Think twice before signing surety
Northmead resident and financial advisor Hans Myburgh shares invaluable financial advice to help fellow Benonians take control of their financial future.
Let’s Talk Finances – by Hans Myburgh, registered financial advisor and Northmead resident.
When you apply for a loan, you expect meeting the required repayments to be the hardest part.
What many people do not realise is that the most dangerous part may not be signing the loan agreement, but suretyship.
What is surety?
Surety is when you agree to be held personally responsible for someone else’s debt, if they are unable to pay.
Banks love this because it gives them a second cash cow if things go wrong.
You think you are helping a business partner, a family member, or even your own company, but what you are
really doing is potentially opening the door to unlimited risk.
The fine print trick
Buried in most bank contracts are two phrases you should fear:
• Joint and several liability. This means the loan originator does not have to chase all the people who signed surety; they can pick a single person and demand full payment.

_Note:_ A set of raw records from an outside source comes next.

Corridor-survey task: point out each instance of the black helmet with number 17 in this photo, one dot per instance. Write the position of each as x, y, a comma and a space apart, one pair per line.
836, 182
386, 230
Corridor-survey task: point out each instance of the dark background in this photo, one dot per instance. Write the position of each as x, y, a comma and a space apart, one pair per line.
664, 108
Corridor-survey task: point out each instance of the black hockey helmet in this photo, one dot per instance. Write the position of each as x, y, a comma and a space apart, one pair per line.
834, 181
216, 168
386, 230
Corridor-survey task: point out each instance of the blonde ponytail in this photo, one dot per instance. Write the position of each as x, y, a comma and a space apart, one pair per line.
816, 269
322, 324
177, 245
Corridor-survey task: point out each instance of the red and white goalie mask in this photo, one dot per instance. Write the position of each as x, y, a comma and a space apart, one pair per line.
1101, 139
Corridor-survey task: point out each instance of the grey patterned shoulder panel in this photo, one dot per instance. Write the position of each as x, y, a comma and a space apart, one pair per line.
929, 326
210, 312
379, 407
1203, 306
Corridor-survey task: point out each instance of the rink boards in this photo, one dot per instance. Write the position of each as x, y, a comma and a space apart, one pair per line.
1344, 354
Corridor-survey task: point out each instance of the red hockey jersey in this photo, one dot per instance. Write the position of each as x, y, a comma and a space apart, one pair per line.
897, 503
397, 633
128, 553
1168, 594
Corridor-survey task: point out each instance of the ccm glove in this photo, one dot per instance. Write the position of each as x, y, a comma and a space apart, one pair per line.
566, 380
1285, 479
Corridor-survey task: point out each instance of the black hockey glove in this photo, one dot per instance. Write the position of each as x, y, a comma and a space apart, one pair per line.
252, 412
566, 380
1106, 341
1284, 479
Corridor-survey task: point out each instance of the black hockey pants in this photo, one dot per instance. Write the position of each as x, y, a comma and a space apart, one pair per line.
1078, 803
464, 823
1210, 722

• You may believe you are signing for one specific loan, but the wording usually ties you to all present and future debts of the borrower.
Myburgh shares a real-life cautionary tale:
“A client owned a small business, and as with business, he signed surety for a business loan. Years later, he retired, sold his shares, and settled into a slower pace of life, assuming that his obligations to the company ended when he walked out of the boardroom,” said Myburgh.
“Five years later and under new management, the business collapsed. The bank did not go after the company’s remaining directors but approached the client because he never cancelled the surety he previously signed.
“He spent the better part of his retirement fighting off claims for debts that were never his.”
Surety never seizes on its own
“Many people think that once the loan is paid off, the surety automatically falls away,” explains Myburgh.
“You need to cancel it; if not, it remains in place. Meaning that if a person accumulates new debt or an old businesses collapse, your signature can drag you back into the mess.”
Why are banks allowed to do this?
Financial institutions do not make mistakes. The wording is carefully designed to protect them and keep their options open to recoup losses.
“They want to ensure that if the borrower cannot pay, they will still get their money from every legally available source,” he said.
How to protect yourself
• Read before signing. Do not skim over the fine print; the devil is always in the details.
• Limit your liability by negotiating a cap or restrict surety obligations to a single loan.
• Once the loan is settled or you leave a business, request written confirmation that your surety has been cancelled.
• Keep proof by filing cancellation letters somewhere safe.
The bottom line
“Signing surety may feel like a formality, but it is one of the most serious financial commitments you can make,” said Myburgh.